Molto probabilmente, un Bologna più concreto e cinico starebbe guardando già oggi tutte le avversarie dall’alto al basso, ma per fortuna anche le altre squadre che attualmente si trovano nei piani alti della classifica stanno procedendo con il freno a mano tirato: nelle ultime tre giornate, sono state appena 4 le vittorie conquistate dalle squadre che ad oggi occupano i primi 8 posti della classifica, una a testa per Carpi (5-2 al Cittadella), Frosinone (5-1 al Livorno), Livorno (3-1 alla Pro Vercelli) e Trapani (3-2 all’ultimo respiro ieri contro lo Spezia). E così i rossoblù, in caso di vittoria al termine del posticipo contro il Bari, si ritroverebbero tutti soli al terzo posto, a 3 punti dal Frosinone e a 4 dalla capolista Carpi.
Un’occasione da non perdere, anche in virtù di un calendario che nell’ultimo mese dell’anno sarà tutt’altro che morbido, ma soprattutto perché il Bologna ha estrema necessità di dimostrare a se stesso e ai propri tifosi di valere molto di più di quanto raccolto in questo uggioso novembre, che finalmente volge al termine. Una sorta di ultima spiaggia per Diego Lopez, sempre più inviso a buona parte della piazza (sottoscritto escluso, come già sottolineato settimana scorsa), nonostante una prima parte di stagione tutto sommata positiva, specie se raffrontata alle attese di inizio di stagione e alle sconfortanti prestazioni contro Aquila, Entella e Crotone, che avevano portato qualcuno ad ipotizzare un campionato di sofferenza per il Bologna e per il proprio tecnico. A questo punto, però, una netta inversione di tendenza, una vera e propria svolta, è rischiesta per ridare fiducia ad un gruppo che continua a proclamarsi (e anche a dimostrarsi, va detto) unito più che mai.
In estrema sintesi, oggi bisogna vincere, senza se e senza ma. Guai a sottovalutare un Bari sicuramente rinfrancato dall’avvicendamento in panchina tra Mangia e Nicola, ma ancora alla ricerca di una propria precisa identità, anche a causa di un mercato estivo a dir poco turbolento, fatto di 16 acquisti e 18 cessioni.

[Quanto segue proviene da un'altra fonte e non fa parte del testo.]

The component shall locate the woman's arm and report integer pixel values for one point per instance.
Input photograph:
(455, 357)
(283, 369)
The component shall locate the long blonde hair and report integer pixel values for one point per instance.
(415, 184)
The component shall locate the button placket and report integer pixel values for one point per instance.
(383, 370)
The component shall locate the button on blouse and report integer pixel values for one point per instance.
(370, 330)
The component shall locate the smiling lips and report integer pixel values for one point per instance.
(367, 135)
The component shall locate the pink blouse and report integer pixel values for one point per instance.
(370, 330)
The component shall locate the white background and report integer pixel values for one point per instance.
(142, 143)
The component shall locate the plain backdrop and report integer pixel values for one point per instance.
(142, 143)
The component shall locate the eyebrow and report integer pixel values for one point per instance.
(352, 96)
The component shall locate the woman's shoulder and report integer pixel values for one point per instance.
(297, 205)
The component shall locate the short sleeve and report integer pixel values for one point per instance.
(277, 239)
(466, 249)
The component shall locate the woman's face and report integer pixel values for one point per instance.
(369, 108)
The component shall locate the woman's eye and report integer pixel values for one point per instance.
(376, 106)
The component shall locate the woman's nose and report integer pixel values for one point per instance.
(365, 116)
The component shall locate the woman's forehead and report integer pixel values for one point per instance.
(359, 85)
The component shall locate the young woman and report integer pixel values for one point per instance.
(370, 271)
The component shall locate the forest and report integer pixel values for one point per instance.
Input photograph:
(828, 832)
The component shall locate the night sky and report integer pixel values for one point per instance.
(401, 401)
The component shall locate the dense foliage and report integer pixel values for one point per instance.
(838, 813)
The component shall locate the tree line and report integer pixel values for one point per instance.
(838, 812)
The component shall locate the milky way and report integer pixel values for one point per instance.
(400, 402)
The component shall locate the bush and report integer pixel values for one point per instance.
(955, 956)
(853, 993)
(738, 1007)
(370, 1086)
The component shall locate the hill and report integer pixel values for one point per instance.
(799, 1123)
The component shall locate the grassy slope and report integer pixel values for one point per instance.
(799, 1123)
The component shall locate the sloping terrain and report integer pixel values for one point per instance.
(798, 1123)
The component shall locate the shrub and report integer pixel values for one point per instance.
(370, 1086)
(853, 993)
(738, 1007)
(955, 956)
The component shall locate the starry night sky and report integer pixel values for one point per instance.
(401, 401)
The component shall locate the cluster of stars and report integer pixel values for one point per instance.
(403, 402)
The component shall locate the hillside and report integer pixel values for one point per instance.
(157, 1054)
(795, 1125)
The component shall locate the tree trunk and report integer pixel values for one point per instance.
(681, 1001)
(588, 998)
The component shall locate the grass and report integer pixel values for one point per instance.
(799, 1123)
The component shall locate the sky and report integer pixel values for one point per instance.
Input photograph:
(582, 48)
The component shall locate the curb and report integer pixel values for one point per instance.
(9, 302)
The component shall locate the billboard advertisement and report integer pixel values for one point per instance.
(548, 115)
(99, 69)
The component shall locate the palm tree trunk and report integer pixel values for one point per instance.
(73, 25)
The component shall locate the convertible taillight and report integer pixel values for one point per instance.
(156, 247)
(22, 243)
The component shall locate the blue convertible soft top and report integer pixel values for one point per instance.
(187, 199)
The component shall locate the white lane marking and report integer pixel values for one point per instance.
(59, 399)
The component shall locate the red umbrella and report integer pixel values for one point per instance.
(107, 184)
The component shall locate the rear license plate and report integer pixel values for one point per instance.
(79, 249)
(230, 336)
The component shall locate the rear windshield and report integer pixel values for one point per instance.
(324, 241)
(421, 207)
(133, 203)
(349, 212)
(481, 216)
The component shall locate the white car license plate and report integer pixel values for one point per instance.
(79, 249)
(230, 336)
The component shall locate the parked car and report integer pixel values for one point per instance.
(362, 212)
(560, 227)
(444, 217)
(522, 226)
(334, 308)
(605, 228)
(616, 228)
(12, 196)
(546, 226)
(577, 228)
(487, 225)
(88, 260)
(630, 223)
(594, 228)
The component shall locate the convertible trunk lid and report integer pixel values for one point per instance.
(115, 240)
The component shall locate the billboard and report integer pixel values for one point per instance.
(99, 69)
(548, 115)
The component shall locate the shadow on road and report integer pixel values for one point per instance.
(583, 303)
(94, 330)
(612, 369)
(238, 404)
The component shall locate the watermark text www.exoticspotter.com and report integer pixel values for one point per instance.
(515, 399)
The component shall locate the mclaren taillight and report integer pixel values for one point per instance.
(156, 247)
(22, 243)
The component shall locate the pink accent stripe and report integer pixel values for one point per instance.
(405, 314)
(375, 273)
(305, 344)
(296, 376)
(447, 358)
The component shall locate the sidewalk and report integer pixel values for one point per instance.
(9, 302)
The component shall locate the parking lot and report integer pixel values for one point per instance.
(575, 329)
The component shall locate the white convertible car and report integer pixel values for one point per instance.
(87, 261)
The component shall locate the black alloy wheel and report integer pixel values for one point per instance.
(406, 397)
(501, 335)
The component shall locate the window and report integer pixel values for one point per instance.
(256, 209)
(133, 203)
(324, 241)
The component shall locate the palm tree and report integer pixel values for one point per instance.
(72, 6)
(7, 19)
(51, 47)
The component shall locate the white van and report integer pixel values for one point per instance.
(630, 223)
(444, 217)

Un mercato che ha stravolto la squadra protagonista dell’incredibile cavalcata dell’ultima parte della scorsa stagione, in cui La Bari – all’orlo del fallimento – arrivò a sfiorare la promozione in Serie A dopo essere stata ai margini della zona retrocessione a non più di tre mesi dalla fine del campionato. Ecco, che le vicende dei pugliesi negli ultimi dieci mesi servano da lezione a Corvino e a chiunque altro si occuperà del Bologna nel futuro prossimo: rinforzare la squadra sì, assolutamente, ma guai a rivoltare come un calzino una squadra non perfetta, certo, ma che fino ad oggi ha dimostrato di non essere nemmeno da buttare.